Grimlins
GRIMLINS, n.pl.
I hope folk attending the coming Orkney Folk Festival will have a good time, despite its virtual nature this year.
Whilst many Scots on the mainland would describe our lengthy summer twilight as the “gloaming”, in Orkney it is described as the “grimlins”. The Dictionaries of the Scots Language (DSL) defines it as
“twilight, the first or last gleams of daylight”.
The word is derived from Norwegian “grimla”, to “glimmer, twinkle, blink”.
In 1908, the DSL records this from the Old-Lore Miscellany of Orkney:
“Bit alis, alis, whin da grimlins cam’ an’ he gaed tae geong hame feinty sheep nor shoon fand he”.
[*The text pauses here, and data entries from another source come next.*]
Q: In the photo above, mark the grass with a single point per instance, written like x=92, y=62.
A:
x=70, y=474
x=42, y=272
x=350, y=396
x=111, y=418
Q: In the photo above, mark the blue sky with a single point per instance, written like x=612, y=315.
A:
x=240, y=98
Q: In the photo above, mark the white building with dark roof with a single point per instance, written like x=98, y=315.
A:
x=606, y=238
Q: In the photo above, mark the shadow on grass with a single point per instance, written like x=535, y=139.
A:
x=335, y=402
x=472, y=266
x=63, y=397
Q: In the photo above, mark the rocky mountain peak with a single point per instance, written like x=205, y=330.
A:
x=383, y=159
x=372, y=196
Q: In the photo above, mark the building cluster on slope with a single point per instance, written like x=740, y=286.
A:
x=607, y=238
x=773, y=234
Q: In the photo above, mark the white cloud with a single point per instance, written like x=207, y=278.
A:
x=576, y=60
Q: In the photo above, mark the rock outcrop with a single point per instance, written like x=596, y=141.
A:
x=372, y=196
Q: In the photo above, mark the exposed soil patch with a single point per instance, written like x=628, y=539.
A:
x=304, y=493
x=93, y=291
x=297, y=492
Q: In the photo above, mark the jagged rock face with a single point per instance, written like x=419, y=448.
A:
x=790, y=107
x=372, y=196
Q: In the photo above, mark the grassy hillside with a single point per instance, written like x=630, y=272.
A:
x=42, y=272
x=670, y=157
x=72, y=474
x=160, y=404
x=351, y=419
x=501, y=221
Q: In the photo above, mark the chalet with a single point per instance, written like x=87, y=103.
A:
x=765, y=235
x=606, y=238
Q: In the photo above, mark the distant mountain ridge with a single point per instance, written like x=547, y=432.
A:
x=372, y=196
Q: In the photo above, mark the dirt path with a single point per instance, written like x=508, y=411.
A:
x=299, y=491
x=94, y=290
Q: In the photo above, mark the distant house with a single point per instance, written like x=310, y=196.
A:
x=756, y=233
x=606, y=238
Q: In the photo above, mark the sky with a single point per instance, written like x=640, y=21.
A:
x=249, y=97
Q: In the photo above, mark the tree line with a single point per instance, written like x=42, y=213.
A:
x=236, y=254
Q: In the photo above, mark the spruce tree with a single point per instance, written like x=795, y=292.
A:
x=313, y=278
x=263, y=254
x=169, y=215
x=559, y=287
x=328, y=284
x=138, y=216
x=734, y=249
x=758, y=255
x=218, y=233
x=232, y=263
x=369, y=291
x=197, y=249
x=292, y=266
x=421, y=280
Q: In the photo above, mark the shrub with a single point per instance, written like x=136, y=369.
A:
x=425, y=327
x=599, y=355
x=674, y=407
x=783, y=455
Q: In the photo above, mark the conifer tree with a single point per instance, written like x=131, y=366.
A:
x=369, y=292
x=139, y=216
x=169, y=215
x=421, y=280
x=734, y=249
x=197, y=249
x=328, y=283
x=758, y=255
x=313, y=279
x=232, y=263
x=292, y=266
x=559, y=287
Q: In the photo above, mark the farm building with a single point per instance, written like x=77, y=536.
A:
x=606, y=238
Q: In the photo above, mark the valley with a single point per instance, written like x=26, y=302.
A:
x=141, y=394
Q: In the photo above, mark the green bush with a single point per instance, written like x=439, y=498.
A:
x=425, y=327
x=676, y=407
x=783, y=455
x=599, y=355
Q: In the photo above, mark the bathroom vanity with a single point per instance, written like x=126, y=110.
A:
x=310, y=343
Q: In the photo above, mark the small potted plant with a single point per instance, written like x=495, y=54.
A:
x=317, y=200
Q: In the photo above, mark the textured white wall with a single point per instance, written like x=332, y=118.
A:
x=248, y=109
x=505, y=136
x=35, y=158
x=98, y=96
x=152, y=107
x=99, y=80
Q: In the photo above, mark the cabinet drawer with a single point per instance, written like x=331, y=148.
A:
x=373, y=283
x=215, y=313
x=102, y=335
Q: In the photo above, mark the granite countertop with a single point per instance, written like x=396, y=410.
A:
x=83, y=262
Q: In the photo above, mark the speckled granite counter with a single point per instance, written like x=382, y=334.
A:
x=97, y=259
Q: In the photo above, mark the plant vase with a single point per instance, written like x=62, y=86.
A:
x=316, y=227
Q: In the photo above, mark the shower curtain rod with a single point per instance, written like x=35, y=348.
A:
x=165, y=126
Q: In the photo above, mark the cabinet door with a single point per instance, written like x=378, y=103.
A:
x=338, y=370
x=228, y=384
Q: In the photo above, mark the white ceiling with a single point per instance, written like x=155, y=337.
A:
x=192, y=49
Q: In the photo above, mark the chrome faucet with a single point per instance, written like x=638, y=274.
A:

Later, in 1922, John Firth writes in Reminiscences of an Orkney Parish (1922):
“In the ‘grimmelings’ the youngsters were employed to strip the green peel off [the rushes] leaving the white pith, ‘as saft as silk’ which, swimming in sillock [coalfish] oil, barely made darkness visible”.
Still with the DSL, but more recently, the Orcadian of December 1995 records:
“I was walking home along the shore in the grimlins when, from the Burn of Gairsty, I saw a flash of light at the end of our house where my father was lighting his pipe”.
Research, of course, can show us even more recent evidence, as in the following example from Alastair Macleod’s historical novel Bright Shining Woman (2018):
“In the grimlins the cold air made for a sound sleep; although this was summer temperatures dropped to just about four degrees Celsius and blankets or furs were still needed”.